Despite being a Kashmiri Pandit, Kundu has actively opposed the establishment of separate Sainik and Pandit colonies in Kashmir. He perceived such divisions as a threat to the unity and harmony of the Kashmiri society, emphasizing the longstanding bonds of brotherhood and mutual support between Muslims and Pandits. He attributed the proposal for separate colonies to a government conspiracy aimed at dividing the Kashmiri community, urging fellow Kashmiri Pandits to stand against any attempts to fracture the social fabric of the region.

== Arrests ==
Kundu's political activism often resulted in his arrest and detention. He faced numerous run-ins with the administration due to his outspoken views and participation in protests. His first arrest occurred in 1958 when he was apprehended by the men of Inspector Sheikh Ghulam Qadir Alias Qadir Ganderbali, a figure notorious for his involvement in suppressing dissent. In 1967, he was arrested for launching a mass agitation against the government, demanding better wages.

==Death==
On 1 July 2023, Sampat Prakash died from a cardiac arrest in Srinagar. Kundu was brought to the Sher-i-Kashmir Institute of Medical Sciences (SKIMS) in Soura, where medical professionals declared him dead. He was 86.

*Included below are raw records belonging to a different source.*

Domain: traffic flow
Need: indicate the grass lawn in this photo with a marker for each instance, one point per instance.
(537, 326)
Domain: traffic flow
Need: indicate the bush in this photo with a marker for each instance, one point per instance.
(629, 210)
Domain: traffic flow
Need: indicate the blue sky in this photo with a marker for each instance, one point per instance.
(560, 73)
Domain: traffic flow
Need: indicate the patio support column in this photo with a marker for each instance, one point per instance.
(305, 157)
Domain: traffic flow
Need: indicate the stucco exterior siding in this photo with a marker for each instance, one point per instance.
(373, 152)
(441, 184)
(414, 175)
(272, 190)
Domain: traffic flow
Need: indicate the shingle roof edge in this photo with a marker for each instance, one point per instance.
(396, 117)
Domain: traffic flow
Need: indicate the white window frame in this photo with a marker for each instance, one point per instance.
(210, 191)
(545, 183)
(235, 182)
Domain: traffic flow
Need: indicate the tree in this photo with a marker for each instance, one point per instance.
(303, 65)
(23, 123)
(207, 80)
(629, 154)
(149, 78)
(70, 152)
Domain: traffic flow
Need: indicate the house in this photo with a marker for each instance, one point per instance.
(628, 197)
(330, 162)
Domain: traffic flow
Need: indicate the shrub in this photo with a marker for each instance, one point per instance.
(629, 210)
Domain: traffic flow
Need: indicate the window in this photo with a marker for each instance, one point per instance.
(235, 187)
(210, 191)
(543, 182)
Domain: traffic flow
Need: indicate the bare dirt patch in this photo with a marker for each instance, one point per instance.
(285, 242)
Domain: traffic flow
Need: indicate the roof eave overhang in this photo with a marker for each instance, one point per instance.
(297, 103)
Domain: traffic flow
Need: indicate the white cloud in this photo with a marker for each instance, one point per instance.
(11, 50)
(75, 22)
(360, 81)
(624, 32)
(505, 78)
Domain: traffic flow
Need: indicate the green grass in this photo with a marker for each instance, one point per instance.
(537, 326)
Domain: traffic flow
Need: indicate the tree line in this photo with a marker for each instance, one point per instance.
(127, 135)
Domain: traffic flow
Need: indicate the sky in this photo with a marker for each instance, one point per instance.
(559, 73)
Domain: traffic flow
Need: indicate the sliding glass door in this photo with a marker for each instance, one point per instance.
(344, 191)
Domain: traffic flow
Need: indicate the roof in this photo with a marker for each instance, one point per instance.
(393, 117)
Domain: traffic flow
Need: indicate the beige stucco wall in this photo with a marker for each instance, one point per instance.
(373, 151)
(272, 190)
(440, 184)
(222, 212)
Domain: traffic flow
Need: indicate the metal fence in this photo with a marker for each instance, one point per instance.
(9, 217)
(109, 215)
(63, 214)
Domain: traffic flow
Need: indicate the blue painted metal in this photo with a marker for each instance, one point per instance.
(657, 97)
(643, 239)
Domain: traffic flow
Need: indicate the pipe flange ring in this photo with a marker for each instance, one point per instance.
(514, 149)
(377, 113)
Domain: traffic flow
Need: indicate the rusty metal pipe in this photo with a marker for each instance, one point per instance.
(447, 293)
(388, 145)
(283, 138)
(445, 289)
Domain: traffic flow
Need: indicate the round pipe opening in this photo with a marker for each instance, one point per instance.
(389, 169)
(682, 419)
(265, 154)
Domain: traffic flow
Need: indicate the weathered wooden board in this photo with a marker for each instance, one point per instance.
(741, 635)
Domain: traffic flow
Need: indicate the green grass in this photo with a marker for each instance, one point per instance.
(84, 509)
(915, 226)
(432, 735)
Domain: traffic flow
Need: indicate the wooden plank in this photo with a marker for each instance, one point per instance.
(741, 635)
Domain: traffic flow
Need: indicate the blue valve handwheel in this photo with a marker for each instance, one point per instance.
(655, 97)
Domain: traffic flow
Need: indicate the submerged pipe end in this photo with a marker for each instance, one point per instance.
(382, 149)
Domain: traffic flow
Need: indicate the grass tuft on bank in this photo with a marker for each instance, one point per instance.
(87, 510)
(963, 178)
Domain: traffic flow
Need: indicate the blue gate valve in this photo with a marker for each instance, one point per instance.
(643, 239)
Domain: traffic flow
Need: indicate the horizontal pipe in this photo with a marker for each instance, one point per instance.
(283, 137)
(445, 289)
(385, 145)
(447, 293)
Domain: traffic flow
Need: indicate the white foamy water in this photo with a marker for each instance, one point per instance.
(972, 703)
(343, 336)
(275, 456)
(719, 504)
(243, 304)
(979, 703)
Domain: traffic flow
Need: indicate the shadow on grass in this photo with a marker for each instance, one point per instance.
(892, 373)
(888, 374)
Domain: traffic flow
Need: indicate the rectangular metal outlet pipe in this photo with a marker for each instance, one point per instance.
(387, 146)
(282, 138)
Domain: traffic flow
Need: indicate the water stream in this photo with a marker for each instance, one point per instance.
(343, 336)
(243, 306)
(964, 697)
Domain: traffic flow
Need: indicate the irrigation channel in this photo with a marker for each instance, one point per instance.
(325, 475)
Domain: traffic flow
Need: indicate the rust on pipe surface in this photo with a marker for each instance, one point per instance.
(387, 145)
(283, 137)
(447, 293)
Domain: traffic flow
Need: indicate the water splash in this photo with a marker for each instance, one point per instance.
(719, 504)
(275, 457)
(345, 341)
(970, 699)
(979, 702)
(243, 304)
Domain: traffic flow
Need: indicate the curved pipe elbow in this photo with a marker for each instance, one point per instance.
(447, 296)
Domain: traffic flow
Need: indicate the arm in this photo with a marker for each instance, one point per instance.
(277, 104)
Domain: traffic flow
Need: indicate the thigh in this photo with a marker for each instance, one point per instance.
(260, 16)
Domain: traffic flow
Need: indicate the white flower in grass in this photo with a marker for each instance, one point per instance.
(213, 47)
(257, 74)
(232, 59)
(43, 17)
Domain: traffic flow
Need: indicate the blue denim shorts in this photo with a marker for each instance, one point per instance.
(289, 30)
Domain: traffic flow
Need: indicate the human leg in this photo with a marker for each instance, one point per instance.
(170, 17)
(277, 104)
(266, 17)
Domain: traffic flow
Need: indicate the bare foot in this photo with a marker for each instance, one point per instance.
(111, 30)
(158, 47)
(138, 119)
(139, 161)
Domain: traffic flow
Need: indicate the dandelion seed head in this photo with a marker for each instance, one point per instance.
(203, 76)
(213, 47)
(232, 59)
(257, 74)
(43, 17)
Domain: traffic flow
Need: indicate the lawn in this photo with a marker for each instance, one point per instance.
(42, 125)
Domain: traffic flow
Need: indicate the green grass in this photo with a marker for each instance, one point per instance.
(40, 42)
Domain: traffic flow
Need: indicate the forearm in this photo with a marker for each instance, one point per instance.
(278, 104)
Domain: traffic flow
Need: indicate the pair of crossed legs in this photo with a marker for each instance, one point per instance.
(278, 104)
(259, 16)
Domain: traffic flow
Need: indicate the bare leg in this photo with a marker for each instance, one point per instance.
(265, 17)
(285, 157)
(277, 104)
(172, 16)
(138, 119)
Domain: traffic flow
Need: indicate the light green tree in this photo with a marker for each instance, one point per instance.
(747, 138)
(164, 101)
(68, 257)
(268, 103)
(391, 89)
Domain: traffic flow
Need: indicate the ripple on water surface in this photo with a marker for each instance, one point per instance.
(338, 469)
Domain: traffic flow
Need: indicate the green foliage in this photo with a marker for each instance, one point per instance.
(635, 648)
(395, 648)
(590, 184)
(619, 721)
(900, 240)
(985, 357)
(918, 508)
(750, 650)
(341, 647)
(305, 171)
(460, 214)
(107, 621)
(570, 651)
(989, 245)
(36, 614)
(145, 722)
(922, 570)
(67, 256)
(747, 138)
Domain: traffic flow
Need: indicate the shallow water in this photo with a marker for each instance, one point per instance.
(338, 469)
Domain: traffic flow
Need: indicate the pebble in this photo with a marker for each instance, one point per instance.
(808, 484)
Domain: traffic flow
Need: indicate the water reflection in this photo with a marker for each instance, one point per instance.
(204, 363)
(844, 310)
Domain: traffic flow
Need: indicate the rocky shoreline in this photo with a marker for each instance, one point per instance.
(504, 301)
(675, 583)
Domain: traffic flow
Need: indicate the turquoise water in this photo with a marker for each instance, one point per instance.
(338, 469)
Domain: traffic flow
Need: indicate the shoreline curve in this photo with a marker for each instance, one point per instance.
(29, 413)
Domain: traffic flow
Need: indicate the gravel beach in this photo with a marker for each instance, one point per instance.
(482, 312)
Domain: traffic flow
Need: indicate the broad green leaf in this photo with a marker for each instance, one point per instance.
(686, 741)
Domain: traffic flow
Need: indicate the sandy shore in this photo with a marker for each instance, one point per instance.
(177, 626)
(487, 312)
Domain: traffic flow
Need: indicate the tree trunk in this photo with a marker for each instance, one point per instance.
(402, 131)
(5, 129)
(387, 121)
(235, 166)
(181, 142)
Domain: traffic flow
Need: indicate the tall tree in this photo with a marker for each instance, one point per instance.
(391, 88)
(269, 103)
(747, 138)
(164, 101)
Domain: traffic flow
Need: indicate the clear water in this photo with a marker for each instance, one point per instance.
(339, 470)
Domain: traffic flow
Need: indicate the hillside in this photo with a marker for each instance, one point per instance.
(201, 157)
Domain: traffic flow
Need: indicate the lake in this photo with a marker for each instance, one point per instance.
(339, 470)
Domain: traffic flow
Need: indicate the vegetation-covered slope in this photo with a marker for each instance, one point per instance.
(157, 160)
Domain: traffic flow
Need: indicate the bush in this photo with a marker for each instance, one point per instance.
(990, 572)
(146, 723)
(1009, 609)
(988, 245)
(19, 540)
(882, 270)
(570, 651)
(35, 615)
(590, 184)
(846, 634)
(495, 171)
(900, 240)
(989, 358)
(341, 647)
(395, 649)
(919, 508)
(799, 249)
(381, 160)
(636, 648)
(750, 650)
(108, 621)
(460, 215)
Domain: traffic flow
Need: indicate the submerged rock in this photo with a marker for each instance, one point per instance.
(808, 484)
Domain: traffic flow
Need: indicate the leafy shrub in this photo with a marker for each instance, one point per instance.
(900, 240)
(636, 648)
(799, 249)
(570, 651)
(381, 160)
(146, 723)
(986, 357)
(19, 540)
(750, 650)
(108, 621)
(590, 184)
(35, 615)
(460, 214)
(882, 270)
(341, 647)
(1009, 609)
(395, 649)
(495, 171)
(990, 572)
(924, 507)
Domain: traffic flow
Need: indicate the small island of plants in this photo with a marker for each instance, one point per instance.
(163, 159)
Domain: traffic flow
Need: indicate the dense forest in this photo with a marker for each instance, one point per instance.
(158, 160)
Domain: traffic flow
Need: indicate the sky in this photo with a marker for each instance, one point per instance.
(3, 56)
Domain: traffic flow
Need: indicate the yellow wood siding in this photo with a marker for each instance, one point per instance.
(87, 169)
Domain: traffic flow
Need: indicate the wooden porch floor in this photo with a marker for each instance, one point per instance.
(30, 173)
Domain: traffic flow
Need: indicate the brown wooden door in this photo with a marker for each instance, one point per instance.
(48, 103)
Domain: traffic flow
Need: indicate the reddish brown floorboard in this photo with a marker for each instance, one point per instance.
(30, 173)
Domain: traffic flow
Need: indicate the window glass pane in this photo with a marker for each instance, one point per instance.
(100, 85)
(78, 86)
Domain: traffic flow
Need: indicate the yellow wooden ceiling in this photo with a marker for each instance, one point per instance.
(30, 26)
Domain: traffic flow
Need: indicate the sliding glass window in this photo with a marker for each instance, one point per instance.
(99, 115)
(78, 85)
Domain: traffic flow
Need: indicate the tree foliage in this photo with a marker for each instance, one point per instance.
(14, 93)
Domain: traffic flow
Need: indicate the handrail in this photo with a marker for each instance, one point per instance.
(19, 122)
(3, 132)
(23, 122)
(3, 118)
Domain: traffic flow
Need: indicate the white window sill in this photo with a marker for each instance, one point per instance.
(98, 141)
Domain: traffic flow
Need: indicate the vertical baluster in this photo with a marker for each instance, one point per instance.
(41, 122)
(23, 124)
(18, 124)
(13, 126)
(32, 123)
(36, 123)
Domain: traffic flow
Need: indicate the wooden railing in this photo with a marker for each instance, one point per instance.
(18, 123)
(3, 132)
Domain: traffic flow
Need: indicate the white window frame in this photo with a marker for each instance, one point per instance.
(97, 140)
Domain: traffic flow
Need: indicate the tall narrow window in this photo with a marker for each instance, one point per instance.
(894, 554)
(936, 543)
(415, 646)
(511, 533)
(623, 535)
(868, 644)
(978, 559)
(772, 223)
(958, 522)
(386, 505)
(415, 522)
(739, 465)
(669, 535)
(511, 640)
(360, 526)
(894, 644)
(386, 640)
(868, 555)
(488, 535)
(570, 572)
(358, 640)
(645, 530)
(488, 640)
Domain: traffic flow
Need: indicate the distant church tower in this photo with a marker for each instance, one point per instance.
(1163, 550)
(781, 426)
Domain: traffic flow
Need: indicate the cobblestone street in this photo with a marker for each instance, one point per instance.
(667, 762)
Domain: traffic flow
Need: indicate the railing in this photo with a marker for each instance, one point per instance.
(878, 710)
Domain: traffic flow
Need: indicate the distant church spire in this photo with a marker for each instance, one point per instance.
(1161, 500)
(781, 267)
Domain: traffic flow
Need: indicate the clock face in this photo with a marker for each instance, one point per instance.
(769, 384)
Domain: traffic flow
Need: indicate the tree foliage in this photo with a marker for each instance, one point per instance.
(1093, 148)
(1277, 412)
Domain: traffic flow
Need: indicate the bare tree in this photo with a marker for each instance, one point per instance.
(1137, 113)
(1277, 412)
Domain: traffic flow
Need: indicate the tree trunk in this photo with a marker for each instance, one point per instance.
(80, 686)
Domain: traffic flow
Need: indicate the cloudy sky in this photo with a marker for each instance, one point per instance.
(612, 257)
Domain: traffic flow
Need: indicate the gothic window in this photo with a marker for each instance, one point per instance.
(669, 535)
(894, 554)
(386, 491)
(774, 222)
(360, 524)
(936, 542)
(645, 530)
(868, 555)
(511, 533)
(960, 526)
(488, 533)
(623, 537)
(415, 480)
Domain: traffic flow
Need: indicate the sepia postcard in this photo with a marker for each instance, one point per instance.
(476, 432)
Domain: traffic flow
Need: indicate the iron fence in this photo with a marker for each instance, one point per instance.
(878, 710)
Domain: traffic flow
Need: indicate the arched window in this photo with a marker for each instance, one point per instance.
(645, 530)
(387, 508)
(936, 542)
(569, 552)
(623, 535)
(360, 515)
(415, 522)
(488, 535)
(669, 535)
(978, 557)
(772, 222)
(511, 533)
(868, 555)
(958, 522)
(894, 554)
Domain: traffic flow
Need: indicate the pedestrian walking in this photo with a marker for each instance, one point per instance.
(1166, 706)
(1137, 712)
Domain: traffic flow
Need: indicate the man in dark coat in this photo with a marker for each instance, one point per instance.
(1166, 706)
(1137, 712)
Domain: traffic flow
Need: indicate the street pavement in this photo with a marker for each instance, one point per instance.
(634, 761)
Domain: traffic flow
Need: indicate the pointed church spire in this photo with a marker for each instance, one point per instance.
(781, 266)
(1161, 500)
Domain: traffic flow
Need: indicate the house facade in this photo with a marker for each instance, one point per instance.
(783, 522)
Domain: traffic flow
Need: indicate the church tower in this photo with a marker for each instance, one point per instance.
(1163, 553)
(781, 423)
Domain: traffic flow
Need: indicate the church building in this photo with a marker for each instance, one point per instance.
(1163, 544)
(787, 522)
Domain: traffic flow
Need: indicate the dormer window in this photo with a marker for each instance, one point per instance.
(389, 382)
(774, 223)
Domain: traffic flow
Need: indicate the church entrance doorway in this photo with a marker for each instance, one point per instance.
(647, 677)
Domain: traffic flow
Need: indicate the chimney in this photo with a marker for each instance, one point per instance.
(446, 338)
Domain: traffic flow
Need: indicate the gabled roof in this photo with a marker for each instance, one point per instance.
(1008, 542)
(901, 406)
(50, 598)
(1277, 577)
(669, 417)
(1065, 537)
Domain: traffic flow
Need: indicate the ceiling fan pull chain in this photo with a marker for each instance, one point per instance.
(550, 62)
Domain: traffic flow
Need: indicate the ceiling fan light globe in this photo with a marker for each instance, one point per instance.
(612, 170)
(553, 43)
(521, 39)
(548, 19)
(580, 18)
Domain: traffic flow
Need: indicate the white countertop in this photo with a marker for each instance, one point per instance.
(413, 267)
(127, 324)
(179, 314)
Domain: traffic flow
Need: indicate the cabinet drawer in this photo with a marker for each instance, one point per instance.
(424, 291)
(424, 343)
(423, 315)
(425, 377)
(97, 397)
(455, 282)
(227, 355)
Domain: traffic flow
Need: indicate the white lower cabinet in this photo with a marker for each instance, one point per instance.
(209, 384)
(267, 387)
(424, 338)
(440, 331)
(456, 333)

Kundu had been residing in Srinagar for the past four months at the time. His family members confirmed his death and announced that his cremation ceremony would take place on 2 July 2023 in Karan Nagar (Srinagar). The news of Kundu's death was met with condolences from various quarters, including politicians, trade unions, and other international organisations. He was cremated at Karan Nagar on 2 July 2023.

==Bibliography==
- Haksar, Nandita (2015). The Many Faces of Kashmiri Nationalism: From the Cold War to the Present Day. India: Speaking Tiger.